Directed by: Jane Campion
Starring: Benedict Cumberbatch, Kirsten Dunst, Jesse Plemons, Kodi Smith-McPhee
The Power of the Dog is beautifully staged, acted, and photographed at the service of little payoff. I am of two minds about it as I struggled to attach two and a half stars or three atop this review. The film is buoyed by Benedict Cumberbatch's best screen performance to date as a bullying, toxic macho cowboy in 1925 Montana who belittles his brother and his new bride while working out his own issues involving his...well I won't spoil it for you. The Power of the Dog draws favorable and worthy comparisons to...oh, well bringing that movie up will also be a quasi-spoiler.
Cumberbatch's Phil Burbank is an educated, intelligent rancher who shares the ranch with his quieter brother George (Plemons), who is often at the receiving end of Phil's jabs. When George marries a local widow (Dunst) who moves in with her son Peter (Smit-McPhee) who is off for the summer from medical school. Phil is frosty early towards Peter before finding he has a lot in common with him. They form a friendship which doesn't extend to Peter's mother, who takes to the bottle to cope with Phil's harassment. George takes the higher road when dealing with his brother. Maybe he understands Phil more than he lets on.
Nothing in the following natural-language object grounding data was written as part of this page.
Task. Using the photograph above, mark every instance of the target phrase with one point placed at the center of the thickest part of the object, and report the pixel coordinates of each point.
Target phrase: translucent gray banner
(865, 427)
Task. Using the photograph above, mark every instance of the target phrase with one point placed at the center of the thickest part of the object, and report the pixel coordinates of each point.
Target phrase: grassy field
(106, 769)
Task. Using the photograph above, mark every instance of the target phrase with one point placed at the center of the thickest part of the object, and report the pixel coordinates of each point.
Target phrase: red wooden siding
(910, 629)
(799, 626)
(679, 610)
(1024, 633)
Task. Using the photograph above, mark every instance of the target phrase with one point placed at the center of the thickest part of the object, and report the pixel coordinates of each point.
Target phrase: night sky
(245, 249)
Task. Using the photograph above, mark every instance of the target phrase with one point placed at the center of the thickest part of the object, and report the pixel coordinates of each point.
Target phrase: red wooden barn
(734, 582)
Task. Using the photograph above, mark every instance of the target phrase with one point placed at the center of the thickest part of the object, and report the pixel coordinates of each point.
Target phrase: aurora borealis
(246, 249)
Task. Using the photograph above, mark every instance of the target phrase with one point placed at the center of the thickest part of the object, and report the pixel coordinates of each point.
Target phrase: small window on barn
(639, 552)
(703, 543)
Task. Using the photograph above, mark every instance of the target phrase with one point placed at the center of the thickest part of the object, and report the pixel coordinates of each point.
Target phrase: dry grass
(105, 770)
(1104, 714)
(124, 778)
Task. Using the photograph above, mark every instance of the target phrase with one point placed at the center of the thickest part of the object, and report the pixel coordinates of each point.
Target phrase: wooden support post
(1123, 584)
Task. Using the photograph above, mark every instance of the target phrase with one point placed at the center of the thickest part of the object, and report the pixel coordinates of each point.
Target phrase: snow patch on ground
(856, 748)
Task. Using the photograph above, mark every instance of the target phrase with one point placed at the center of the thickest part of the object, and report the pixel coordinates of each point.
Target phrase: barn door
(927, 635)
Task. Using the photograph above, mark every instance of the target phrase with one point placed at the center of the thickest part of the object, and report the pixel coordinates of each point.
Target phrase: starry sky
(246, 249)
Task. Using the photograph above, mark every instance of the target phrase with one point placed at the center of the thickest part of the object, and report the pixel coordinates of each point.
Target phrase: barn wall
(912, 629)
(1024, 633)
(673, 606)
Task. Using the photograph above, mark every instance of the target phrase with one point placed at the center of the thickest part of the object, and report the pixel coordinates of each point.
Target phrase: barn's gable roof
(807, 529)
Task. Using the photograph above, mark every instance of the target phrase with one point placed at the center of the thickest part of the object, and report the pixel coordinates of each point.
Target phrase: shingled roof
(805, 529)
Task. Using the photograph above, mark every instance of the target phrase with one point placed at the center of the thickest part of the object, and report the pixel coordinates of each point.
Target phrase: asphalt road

We gather what Phil's problem is, which would surely cause him hassles in 1920's Montana and perhaps even today in such an environment. With carefully worded insults and putdowns, Phil masks his own self-loathing while attacking those who did nothing to deserve it. The Power of the Dog takes its time unfolding and soon enough we realize there won't be a satisfactory payoff to this. It just...ends. Is that the idea?
Jane Campion has previously directed other such films which explore family and sexuality in quiet, meandering ways (The Piano is one such movie starring Holly Hunter and Anna Paquin in Oscar-winning performances). Cumberbatch may find himself with a Best Actor Oscar statuette at the end of awards season. The Power of the Dog can't be faulted for the performances or its production values. It looks gorgeous. Does the story match how it looks? Eh, not quite.